Jakarta – Pengamat intelijen dan geopolitik Amir Hamzah, menyoroti kurangnya transparansi aparat penegak hukum dalam menangani kasus-kasus korupsi di era pemerintahan Presiden Prabowo Subianto. Menurutnya, banyak kasus besar yang melibatkan pejabat atau keluarga mantan presiden tidak mendapat tindak lanjut yang jelas.
Salah satu yang menjadi sorotan Amir adalah dugaan pencucian uang ke anak Jokowi Gibran dan Kaesang yang melibatkan perusahaan PT SM, yang sebelumnya dikaitkan dengan kasus pembakaran hutan pada 2015. Perusahaan ini sempat digugat oleh Kementerian Lingkungan Hidup dan Kehutanan dengan tuntutan ganti rugi Rp 7,9 triliun. Namun, pada Februari 2019, Mahkamah Agung hanya mengabulkan ganti rugi sebesar Rp 78 miliar.
Selain itu, Amir juga mengkritisi sikap Komisi Pemberantasan Korupsi (KPK) yang tidak menindaklanjuti laporan gratifikasi yang melibatkan Kaesang Pangarep, anak bungsu Presiden Joko Widodo. “Alasan KPK karena dia bukan pejabat negara, padahal saat itu ia mendapatkan pengamanan sebagai anak presiden,” ujar Amir kepada wartawan, Sabtu (15/3/2025).
Amir juga menyoroti kasus di tubuh Pertamina, di mana Jaksa Agung memutuskan bahwa Boy Thohir, kakak dari Erick Thohir, tidak terlibat dalam dugaan korupsi Pertamina. “Padahal, Boy Thohir bahkan belum diperiksa. Dia diduga mengendalikan pejabat-pejabat Pertamina yang kini mendekam di tahanan melalui dua orang kepercayaannya, R. Harry Zunardi alias AI dan Febri Prasetyadi Suparta alias James,” ungkapnya.

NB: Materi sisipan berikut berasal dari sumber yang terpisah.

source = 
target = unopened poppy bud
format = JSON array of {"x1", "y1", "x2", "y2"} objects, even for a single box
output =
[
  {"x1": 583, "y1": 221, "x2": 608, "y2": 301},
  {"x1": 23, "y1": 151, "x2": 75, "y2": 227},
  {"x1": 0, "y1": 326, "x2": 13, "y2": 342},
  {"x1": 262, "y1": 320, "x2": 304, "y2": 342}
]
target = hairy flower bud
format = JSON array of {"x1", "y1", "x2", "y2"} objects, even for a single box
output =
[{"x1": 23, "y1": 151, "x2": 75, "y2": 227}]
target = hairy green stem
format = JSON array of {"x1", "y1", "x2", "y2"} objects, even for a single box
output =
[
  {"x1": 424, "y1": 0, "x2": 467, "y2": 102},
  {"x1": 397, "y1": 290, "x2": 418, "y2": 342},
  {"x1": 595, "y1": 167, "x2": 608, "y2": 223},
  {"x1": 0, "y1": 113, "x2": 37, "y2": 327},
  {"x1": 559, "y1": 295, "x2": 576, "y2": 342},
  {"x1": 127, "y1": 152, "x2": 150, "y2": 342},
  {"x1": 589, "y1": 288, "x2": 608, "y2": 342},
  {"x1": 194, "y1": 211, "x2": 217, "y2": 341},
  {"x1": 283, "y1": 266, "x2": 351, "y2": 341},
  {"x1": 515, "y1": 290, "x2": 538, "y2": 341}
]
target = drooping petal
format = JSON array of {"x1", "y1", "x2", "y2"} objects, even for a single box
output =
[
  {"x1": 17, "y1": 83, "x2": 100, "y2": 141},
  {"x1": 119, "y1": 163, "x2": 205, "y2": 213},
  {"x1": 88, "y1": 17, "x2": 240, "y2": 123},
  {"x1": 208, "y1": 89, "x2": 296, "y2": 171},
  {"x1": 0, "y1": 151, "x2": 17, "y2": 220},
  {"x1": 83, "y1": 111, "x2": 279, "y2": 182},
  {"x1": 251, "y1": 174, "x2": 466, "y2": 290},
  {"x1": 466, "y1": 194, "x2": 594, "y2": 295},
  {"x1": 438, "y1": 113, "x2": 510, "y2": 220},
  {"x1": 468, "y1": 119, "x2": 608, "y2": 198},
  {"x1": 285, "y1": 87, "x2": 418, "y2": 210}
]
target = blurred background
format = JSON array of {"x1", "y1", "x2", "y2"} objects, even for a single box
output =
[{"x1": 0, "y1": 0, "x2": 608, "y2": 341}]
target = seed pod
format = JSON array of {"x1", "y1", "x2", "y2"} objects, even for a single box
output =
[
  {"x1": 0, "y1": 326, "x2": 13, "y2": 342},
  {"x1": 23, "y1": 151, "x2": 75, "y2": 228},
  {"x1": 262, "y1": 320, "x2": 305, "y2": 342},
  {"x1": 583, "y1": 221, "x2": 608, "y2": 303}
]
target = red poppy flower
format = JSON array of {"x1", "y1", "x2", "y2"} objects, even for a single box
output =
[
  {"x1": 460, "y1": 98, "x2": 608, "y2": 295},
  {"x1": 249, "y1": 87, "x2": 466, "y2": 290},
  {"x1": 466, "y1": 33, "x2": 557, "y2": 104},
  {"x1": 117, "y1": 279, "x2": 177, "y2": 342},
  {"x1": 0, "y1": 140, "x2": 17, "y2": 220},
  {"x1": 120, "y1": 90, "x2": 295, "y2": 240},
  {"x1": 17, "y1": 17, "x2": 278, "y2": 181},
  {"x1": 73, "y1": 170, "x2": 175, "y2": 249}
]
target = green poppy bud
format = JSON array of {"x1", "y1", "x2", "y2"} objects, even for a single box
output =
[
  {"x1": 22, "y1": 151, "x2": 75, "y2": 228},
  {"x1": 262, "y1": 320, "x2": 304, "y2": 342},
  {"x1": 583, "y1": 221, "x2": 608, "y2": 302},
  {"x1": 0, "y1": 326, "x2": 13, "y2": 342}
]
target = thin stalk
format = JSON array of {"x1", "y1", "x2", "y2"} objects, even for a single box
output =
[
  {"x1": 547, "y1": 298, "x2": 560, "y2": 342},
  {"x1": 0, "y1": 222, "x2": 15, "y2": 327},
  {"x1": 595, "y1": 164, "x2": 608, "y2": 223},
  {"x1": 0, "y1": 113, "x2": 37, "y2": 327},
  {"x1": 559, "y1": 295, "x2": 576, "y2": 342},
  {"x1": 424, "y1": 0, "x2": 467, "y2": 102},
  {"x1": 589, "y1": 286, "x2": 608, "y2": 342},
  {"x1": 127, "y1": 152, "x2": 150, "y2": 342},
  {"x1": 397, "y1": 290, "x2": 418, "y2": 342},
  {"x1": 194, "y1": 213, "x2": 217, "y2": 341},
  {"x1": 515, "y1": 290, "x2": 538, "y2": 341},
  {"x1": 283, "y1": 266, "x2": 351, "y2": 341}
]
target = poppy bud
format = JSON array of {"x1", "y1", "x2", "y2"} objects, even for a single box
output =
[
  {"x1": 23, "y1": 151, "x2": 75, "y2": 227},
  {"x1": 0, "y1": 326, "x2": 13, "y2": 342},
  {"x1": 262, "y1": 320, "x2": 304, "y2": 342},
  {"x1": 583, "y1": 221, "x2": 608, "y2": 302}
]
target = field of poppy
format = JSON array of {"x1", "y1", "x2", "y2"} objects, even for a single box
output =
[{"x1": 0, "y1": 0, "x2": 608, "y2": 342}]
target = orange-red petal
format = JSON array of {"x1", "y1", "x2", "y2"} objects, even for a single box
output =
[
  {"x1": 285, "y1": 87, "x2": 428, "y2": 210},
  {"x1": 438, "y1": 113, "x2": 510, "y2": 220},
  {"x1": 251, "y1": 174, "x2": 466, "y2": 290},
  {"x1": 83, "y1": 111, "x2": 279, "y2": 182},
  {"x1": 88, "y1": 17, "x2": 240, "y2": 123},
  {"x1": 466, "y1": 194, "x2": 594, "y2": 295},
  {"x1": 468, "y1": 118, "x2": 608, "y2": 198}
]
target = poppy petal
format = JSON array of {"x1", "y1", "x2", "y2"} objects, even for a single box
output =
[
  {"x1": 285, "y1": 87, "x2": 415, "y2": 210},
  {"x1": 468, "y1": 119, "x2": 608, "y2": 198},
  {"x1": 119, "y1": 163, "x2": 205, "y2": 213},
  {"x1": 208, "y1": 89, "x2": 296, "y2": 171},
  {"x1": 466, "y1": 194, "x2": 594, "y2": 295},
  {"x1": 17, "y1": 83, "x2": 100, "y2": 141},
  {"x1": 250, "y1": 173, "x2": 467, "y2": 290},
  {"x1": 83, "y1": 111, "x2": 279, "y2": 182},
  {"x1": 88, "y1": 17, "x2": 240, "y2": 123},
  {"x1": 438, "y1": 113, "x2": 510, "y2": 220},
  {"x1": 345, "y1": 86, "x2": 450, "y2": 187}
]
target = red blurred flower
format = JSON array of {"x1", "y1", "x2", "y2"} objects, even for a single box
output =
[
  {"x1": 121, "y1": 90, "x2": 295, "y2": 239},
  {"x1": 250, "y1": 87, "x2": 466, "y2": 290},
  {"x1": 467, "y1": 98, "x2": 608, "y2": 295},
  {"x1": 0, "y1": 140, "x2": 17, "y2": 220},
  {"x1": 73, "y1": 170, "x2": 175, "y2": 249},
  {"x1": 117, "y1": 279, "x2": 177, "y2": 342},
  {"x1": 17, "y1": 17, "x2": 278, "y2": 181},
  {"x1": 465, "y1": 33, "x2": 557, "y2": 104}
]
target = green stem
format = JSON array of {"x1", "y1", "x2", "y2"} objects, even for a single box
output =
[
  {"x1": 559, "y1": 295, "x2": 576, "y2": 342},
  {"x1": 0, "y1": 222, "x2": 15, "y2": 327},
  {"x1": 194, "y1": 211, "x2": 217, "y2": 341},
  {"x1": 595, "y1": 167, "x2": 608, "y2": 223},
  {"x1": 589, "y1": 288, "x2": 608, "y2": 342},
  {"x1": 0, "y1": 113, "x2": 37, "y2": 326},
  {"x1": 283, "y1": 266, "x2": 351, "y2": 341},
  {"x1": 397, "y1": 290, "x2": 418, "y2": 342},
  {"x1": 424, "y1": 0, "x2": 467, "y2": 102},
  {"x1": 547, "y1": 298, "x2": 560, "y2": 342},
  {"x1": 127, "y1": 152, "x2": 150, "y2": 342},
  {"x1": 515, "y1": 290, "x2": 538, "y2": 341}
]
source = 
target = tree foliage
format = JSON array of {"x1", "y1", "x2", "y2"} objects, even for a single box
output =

Menurut Amir, Harry Zunardi adalah sosok yang menggantikan Erick Thohir sebagai Komisaris Utama PT Mahaka Media Tbk (ABBA) pada 2019, saat Erick diangkat menjadi Menteri BUMN. “Ini menunjukkan ada jaringan kekuasaan yang saling melindungi,” tambahnya.
Tak hanya itu, kasus lain yang menurut Amir belum mendapat kejelasan adalah dugaan keterlibatan menantu Jokowi, Bobby Nasution, dalam pengelolaan Blok Medan serta permainan tambang nikel di Kabupaten Halmahera Timur, Maluku Utara, yang diduga melibatkan Kahiyang Ayu dan Bobby. “Hingga kini, tidak ada tindak lanjut yang jelas terhadap kasus-kasus tersebut,” kata Amir.
Amir menegaskan bahwa ketidaktegasan dalam pemberantasan korupsi berimbas pada minimnya pemasukan negara. “Harta koruptor yang disita seharusnya bisa membantu APBN,” ujarnya.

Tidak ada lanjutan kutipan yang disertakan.